Truth Discovery in Streaming Data and Crowdsourcing Applications
[NOTE: Chapter 6 is embargoed until June 16, 2021]
With the development of Internet and cellular network, it becomes much easier for people to receive information from multiple data sources. However, the data from different sources describing the same entity or object is usually conflicting and erroneous. Therefore, it is important to assess the data veracity, resolve the conflicts and extract the trustworthy information among the multi-source data for the downstream applications.

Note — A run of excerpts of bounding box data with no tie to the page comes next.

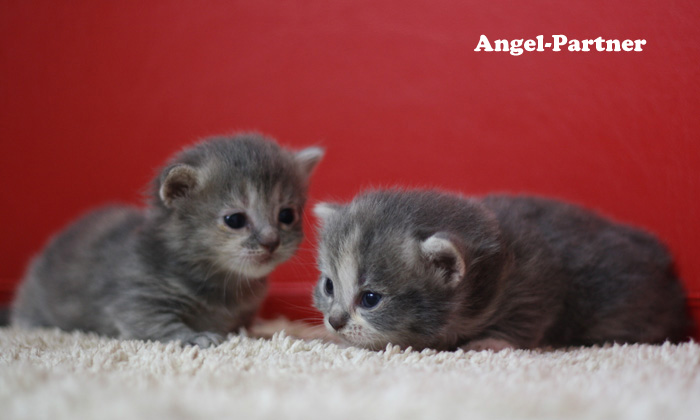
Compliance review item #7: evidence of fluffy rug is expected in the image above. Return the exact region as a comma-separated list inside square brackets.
[0, 324, 700, 420]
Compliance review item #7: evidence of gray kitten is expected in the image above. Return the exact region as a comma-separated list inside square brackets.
[314, 190, 689, 350]
[12, 134, 323, 347]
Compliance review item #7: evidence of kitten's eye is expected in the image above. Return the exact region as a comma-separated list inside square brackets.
[278, 207, 294, 225]
[323, 277, 333, 296]
[224, 213, 246, 229]
[360, 292, 382, 309]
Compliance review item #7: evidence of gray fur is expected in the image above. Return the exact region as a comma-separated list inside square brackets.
[314, 190, 689, 349]
[12, 134, 322, 347]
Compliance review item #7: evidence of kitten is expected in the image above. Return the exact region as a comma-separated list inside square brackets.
[314, 190, 690, 350]
[12, 134, 323, 347]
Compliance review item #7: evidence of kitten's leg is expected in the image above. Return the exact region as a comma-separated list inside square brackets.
[460, 338, 515, 352]
[112, 302, 224, 348]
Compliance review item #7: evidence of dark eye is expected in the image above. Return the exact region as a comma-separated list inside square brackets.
[278, 208, 294, 225]
[224, 213, 246, 229]
[360, 292, 382, 309]
[323, 277, 333, 296]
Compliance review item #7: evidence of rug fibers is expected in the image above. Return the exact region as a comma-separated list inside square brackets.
[0, 328, 700, 420]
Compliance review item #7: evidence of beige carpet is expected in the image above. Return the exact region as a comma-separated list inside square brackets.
[0, 320, 700, 420]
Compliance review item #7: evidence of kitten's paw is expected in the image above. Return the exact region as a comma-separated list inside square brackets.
[460, 338, 515, 352]
[182, 331, 224, 349]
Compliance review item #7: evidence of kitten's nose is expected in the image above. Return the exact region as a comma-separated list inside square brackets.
[328, 314, 350, 331]
[258, 230, 280, 253]
[260, 238, 280, 253]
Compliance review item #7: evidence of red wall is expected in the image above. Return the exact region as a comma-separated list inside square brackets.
[0, 0, 700, 334]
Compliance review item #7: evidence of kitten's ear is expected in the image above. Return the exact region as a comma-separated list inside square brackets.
[314, 203, 343, 223]
[294, 147, 323, 179]
[420, 232, 467, 286]
[158, 164, 201, 207]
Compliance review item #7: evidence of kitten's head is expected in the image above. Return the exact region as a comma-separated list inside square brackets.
[314, 191, 504, 349]
[154, 134, 323, 278]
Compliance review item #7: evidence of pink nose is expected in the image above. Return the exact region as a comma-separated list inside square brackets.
[328, 314, 348, 331]
[260, 238, 280, 253]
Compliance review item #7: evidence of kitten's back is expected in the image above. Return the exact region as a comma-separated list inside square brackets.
[11, 206, 144, 334]
[483, 196, 689, 345]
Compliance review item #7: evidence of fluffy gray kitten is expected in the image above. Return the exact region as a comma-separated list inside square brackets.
[12, 134, 323, 347]
[314, 190, 689, 350]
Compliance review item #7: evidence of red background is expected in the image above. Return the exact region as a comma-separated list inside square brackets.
[0, 0, 700, 334]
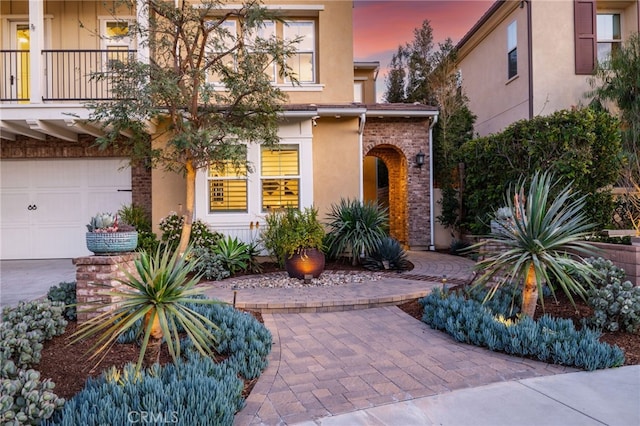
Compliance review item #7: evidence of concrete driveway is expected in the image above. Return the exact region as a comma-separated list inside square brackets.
[0, 259, 76, 307]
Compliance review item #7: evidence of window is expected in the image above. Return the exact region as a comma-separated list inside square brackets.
[260, 144, 300, 212]
[245, 21, 276, 83]
[283, 21, 316, 83]
[209, 20, 237, 84]
[103, 20, 133, 68]
[208, 146, 247, 213]
[596, 13, 622, 64]
[507, 21, 518, 79]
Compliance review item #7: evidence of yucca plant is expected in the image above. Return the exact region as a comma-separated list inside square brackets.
[327, 198, 388, 265]
[469, 172, 594, 317]
[72, 248, 220, 371]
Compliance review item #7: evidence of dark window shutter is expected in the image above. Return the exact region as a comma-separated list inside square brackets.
[573, 0, 597, 74]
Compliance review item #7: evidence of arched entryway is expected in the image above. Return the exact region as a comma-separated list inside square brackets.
[364, 145, 408, 246]
[363, 117, 432, 250]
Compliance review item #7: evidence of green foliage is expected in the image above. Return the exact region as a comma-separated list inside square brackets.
[420, 291, 624, 370]
[74, 249, 221, 370]
[261, 207, 325, 267]
[0, 300, 67, 368]
[160, 213, 223, 250]
[458, 108, 621, 234]
[87, 213, 118, 232]
[213, 236, 251, 275]
[47, 304, 272, 426]
[118, 204, 151, 232]
[47, 281, 77, 321]
[0, 361, 64, 426]
[327, 198, 389, 265]
[362, 237, 411, 272]
[587, 257, 640, 333]
[192, 247, 231, 281]
[470, 172, 593, 316]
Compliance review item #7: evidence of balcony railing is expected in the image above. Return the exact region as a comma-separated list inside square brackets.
[0, 49, 136, 102]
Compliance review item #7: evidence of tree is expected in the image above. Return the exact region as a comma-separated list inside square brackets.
[469, 172, 593, 318]
[88, 0, 298, 253]
[587, 33, 640, 235]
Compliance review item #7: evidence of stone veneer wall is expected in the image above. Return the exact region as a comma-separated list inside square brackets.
[592, 243, 640, 286]
[73, 253, 138, 324]
[0, 135, 151, 217]
[363, 117, 431, 250]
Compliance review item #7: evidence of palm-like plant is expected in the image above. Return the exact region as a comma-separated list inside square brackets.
[73, 249, 219, 371]
[327, 198, 388, 265]
[470, 172, 593, 317]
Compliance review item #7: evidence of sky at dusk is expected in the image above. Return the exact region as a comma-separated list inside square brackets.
[353, 0, 493, 100]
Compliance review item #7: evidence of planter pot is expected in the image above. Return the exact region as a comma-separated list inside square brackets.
[87, 231, 138, 255]
[284, 248, 324, 280]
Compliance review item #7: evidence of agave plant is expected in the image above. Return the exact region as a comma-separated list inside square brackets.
[362, 237, 411, 272]
[469, 172, 594, 317]
[73, 249, 220, 371]
[327, 198, 388, 265]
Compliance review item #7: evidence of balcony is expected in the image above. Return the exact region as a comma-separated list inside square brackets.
[0, 49, 137, 104]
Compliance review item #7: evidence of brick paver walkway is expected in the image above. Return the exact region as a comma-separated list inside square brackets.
[202, 252, 572, 425]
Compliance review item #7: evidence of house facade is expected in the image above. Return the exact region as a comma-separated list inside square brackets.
[0, 0, 437, 259]
[457, 0, 640, 136]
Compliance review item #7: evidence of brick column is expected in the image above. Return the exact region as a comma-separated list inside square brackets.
[73, 253, 138, 324]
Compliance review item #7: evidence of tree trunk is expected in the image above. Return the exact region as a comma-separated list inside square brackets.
[522, 263, 538, 318]
[178, 160, 196, 256]
[143, 312, 162, 368]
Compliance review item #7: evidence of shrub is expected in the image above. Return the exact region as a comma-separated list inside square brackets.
[261, 207, 325, 267]
[47, 281, 77, 321]
[193, 247, 230, 281]
[327, 198, 389, 265]
[0, 361, 64, 425]
[212, 236, 251, 275]
[160, 213, 223, 250]
[420, 291, 624, 370]
[0, 300, 67, 368]
[362, 237, 411, 272]
[458, 108, 621, 234]
[47, 304, 272, 426]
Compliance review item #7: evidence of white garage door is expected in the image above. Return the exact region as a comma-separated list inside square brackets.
[0, 159, 131, 259]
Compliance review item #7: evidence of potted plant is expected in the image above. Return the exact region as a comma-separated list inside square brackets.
[262, 207, 325, 279]
[87, 213, 138, 255]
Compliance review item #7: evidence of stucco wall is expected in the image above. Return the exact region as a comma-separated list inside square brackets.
[459, 0, 529, 136]
[313, 117, 362, 218]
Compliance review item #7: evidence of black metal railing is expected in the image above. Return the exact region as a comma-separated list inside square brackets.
[0, 50, 31, 102]
[42, 49, 136, 101]
[0, 49, 137, 102]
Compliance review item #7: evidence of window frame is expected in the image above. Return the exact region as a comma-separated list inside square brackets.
[507, 20, 518, 81]
[282, 19, 318, 85]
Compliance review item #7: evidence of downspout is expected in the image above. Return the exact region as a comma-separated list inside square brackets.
[358, 112, 367, 202]
[429, 113, 438, 251]
[524, 0, 533, 120]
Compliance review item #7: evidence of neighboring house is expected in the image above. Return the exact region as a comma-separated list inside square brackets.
[457, 0, 640, 136]
[0, 0, 438, 259]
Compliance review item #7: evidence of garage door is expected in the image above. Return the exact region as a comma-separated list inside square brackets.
[0, 159, 131, 259]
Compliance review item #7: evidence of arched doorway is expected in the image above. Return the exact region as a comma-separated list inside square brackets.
[363, 144, 409, 246]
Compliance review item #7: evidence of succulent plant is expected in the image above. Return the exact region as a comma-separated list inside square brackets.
[87, 213, 118, 233]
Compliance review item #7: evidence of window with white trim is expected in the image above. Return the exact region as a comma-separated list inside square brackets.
[207, 145, 248, 213]
[260, 144, 300, 212]
[244, 21, 276, 83]
[283, 21, 316, 83]
[596, 13, 622, 64]
[209, 20, 238, 84]
[507, 21, 518, 79]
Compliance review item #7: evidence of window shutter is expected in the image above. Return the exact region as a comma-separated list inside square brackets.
[573, 0, 597, 74]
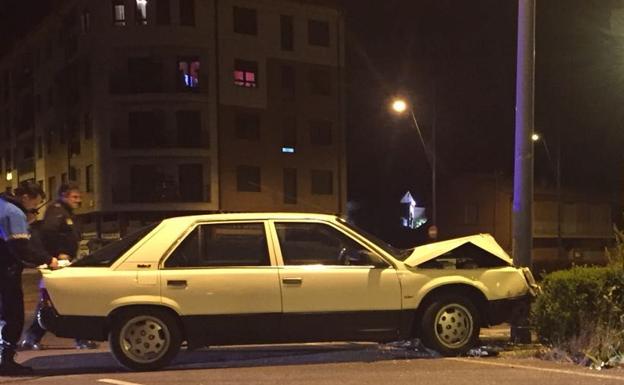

In this thesis, I focus on the truth discovery models to assess data veracity. Truth discovery is an emerging technique that estimates the most trustworthy information (also known as truth) of each object from the multi-source data. Specifically, a truth discovery model is usually an unsupervised learning model that learns the unknown source reliability from the observed multi-source data to better estimate object truth. This thesis advances truth discovery in applications where data is collected from data streams and crowdsourcing applications, specifically studies how to use object correlation in streaming data truth discovery and how to improve the accuracy and efficiency of streaming data truth discovery. For crowdsourcing applications, the thesis presents two truth discovery models that can better model human behaviors in the truth discovery steps. As most truth discovery methods are unsupervised learning models in which the ground truths of objects are unknown, the thesis also discusses how to use a small set of ground truths to guide the source reliability estimation and develops a semi-supervised truth discovery model to better discover object truths.